First Artist's SketchSecond Artist's Skecth

 

 

 

 

 

 

 

 

 

 


4701. 14 Agosto 1947 09.14 IR3 N.AF./POSS. FALSO


RAVEO (UD) - Il pittore e scrittore di fantascienza R.L. Johannis (pseudonimo di Luigi Rapuzzi), nel corso di un'escursione in montagna, notò la presenza di uno strano ordigno lenticolare, dal diametro di cira dieci metri, incastrato verticalmente all'interno di una fenditura trasversale di una parete rocciosa. Appariva costituito di un metallo verniciato con un vivo colore rosso; al centro v'era una bassa cupola, sormontata da un'antenna telescopica. Ad una cinquantina di metri, il teste notò la presenza di due esseri: credendoli dei pastorelli, li chiamò e si avviò verso di loro. Si trattava di due omini che avanzavano a piccoli passi, con le mani lungo i fianchi: avevano delle grosse teste, coperte da una specie di cuffia marrone, mentre gli occhi erano enormi, sporgenti, di colore giallo verde e con una linea sottile nel centro. Indossavano una tuta nero-azzurra, come di plastica lucida. Sia il teste che gli esseri si fermarono ad osservarsi reciprocamente, poi Johannis chiese loro chi fossero, alzando nel contempo la piccozza che aveva con sè: uno degli esseri portò la mano alla cintura che indossava e da essa si sprigionò una leggera fumata. L'uomo si ritrovò a terra ed un nano raccolse la piccozza che gli era sfuggita di mano: entrambi si diressero poi verso il disco, scomparendo alla vista. improvvisamente, l'oggetto si staccò dalla fenditura, librandosi immobile in posizione verticale: poi si inclinò leggermente e partì velocemente verso l'alto, scomparendo. Johannis notò, in seguito la perdita della picozza e di alcuni elementi del suo equipaggiamento fatti di alluminio.

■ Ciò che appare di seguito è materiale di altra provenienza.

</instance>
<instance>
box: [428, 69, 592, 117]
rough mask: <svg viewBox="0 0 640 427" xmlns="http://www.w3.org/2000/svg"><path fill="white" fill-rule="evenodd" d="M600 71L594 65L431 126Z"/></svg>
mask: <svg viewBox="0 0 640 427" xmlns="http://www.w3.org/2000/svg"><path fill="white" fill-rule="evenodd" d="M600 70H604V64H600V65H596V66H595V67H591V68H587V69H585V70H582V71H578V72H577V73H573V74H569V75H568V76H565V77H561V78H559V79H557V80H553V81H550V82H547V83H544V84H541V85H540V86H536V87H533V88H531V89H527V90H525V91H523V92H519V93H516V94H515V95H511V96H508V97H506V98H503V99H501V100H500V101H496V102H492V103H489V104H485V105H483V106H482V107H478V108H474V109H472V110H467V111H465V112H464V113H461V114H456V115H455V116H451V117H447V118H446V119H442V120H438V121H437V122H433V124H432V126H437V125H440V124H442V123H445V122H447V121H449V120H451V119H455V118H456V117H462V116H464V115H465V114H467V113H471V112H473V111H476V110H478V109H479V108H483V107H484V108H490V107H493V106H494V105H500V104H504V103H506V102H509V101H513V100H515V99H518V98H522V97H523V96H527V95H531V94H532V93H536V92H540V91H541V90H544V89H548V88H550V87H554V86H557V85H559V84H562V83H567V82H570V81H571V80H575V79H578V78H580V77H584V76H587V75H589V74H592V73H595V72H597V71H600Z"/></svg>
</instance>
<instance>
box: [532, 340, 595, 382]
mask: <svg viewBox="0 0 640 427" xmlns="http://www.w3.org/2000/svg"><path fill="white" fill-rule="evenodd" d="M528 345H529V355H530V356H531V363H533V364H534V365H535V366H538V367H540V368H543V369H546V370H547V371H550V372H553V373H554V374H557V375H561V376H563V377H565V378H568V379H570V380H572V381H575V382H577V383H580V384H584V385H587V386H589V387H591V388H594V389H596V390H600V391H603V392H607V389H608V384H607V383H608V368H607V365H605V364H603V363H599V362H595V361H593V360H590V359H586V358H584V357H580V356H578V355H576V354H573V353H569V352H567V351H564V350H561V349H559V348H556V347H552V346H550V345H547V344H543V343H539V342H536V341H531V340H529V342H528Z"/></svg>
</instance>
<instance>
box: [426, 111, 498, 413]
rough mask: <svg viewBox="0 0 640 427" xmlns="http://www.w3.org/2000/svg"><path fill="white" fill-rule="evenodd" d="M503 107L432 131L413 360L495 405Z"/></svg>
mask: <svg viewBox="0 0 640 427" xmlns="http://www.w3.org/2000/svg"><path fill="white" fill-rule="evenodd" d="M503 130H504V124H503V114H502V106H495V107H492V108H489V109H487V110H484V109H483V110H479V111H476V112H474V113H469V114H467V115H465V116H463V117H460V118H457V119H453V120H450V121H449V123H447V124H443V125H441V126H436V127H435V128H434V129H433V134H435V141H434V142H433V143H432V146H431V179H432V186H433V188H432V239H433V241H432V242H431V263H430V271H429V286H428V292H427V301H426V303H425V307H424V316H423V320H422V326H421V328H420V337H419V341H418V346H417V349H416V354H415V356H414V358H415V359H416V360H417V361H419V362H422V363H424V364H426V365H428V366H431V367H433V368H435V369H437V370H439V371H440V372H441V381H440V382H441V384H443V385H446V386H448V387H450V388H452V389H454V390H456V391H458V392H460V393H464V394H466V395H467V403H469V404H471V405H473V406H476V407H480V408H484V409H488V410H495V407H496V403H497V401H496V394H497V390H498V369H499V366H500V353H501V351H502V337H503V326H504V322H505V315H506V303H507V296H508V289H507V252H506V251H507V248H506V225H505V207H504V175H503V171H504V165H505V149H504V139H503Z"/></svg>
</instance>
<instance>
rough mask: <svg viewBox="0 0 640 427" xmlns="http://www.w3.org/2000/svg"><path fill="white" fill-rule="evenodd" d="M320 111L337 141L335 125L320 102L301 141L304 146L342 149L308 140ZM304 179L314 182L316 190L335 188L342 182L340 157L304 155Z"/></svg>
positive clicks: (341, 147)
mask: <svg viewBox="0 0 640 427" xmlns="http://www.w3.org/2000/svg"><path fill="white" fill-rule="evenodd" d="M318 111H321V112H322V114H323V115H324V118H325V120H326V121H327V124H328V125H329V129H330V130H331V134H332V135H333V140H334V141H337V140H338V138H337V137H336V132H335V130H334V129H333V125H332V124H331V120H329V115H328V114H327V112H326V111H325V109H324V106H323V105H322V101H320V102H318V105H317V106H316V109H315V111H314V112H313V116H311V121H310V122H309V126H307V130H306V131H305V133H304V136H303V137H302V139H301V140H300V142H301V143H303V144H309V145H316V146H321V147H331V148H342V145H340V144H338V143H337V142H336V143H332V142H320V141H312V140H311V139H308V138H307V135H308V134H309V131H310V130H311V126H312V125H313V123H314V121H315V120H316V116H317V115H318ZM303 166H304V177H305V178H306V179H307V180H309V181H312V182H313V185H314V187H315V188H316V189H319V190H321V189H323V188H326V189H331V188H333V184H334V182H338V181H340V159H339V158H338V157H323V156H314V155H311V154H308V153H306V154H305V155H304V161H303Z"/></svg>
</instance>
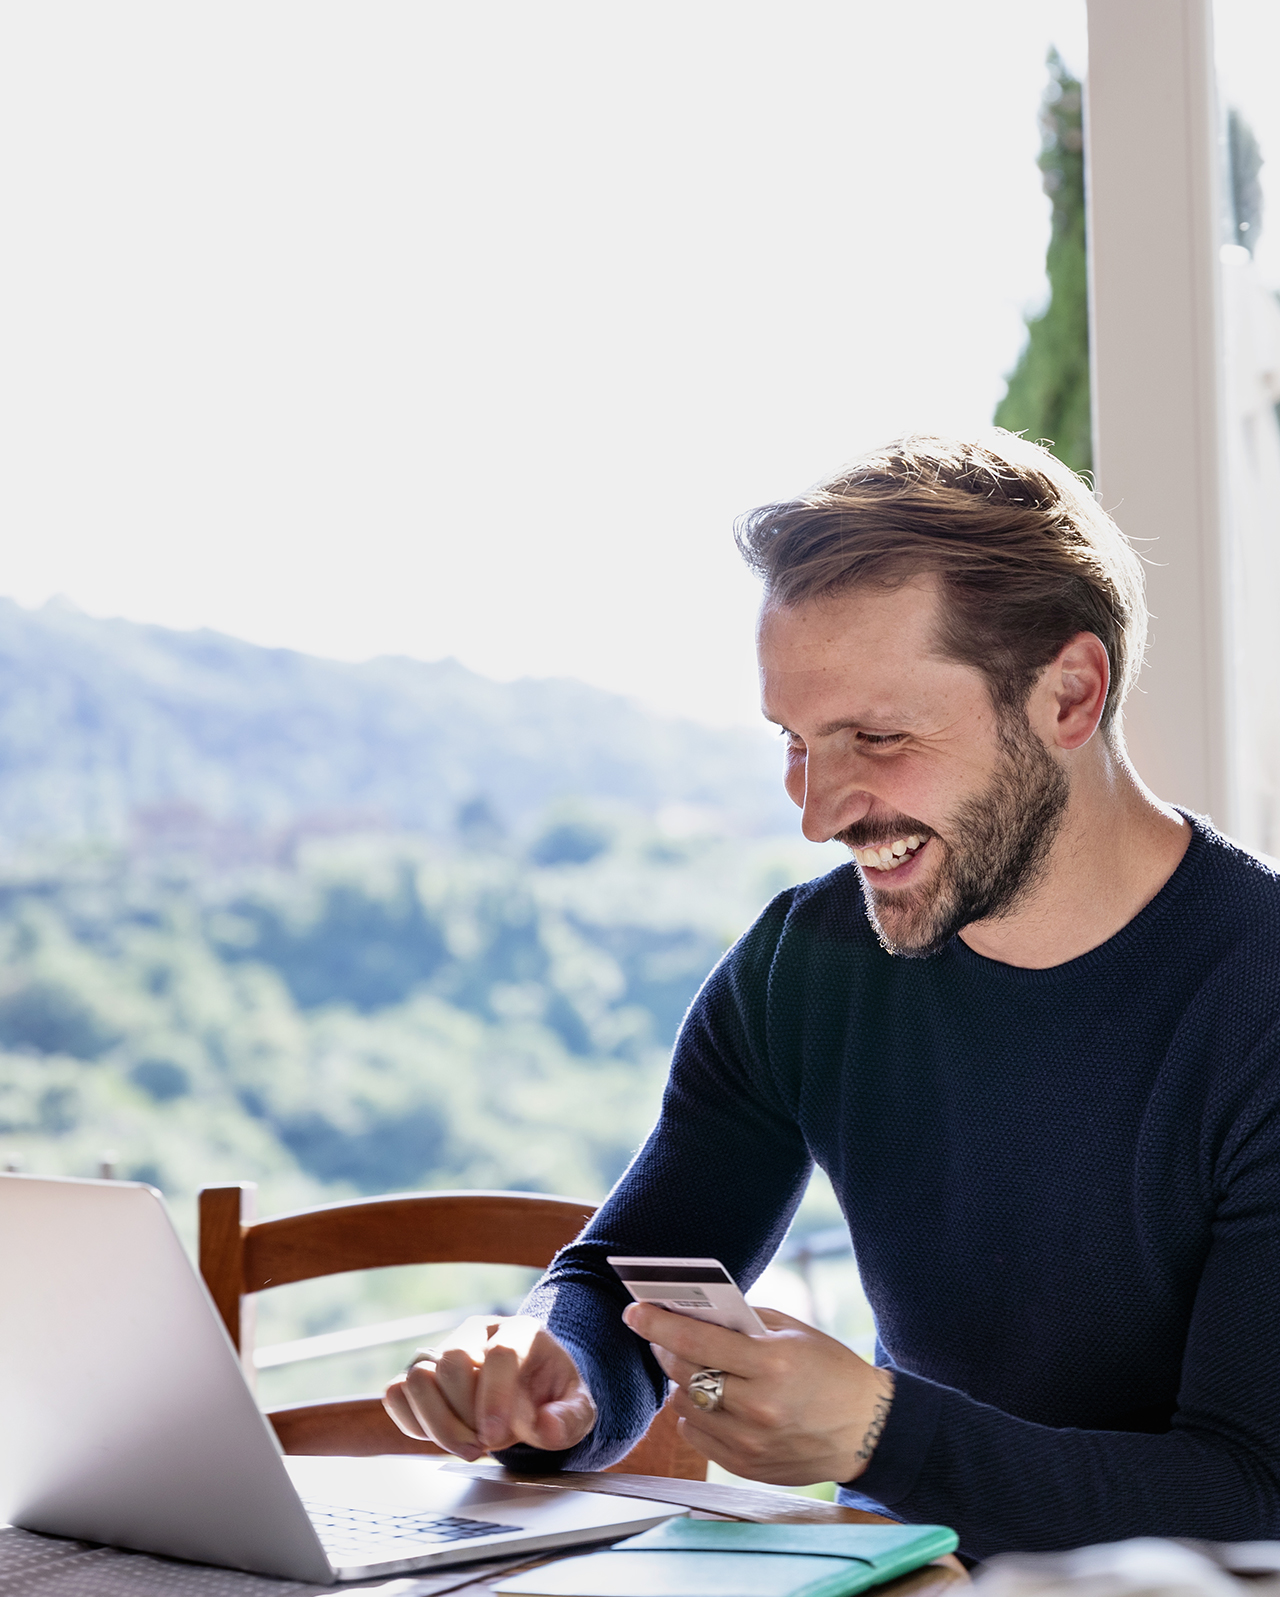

3° Artist's Sketch4° Artist's Skecth (Clypeus 4, 2 & 3; UFO in Italia I, 82-85; GdM 2, 11, 27 + GdM 5, 56, 6-8 + SANI I, 160 + Giorni 11/5/77 + OSSOLA III, 700-703 + LORENZEN II, 77 + Globus sett./ott. 1980 + RIBERA I, 219-221 + GIANFRANCESCHI I, 171-174 + CLYPEUS 1, 2-5, 3 & 6-9, 3 + CLYPEUS 6, 22, 29-31 & 23, 86-88; INTCAT 183; BOWEN I, 207, 213 + RIBERA I, 199-200 + FSR 13, 1 + Magonia 81 + M63 +INTCAT (Belgio), 14 + UFO INFO 12, 48, 18 + UFO SVERIGE AKTUELLT 4, 2, 24 )

Il caso trae origine da una testimonianza diretta fornita dal teste (Luigi Rapuzzi) alla rivista Clypeus, nel 1964. L'uomo era un noto scrittore di fantascienza, oltre che essersi interessato direttamente di "dischi volanti" ed essere assertore della teoria secondo cui tali ordigni erano pilotati dagli antichi abitatori del pianeta una volta esistente tra le orbite di Marte e Giove, dove ora è presente la nota fascia di asteroidi. Il resoconto dell'esperienza appare molto elaborato e circostanziato (troppo!). Basti pensare per esempio all'esattezza della data, anteriore di ben 17 anni al momento della divulgazione del caso), con una stupefacente ricchezza di particolari, nonostante il lungo periodo trascorso. Da notare che, secondo quanto riferito da E.Russo, il Johannis avrebbe confidato al torinese G.Settimo di aver scritto un romanzo agli inizi degli anni cinquanta e di averlo inviato a D.Leslie: quest'ultimo lo avrebbe impiegato per costruirci sopra il nucleo del famoso libro "Flying Saucers have Landed", scritto insieme a G.Adamsky. A giudizio dell'Autore appare piuttosto plausibile la possibilità che si sia trattato di un racconto inventato per fini non conosciuti (scherzo rivolto agli appassionati dell'epoca con cui il Rapuzzi era in contatto ?).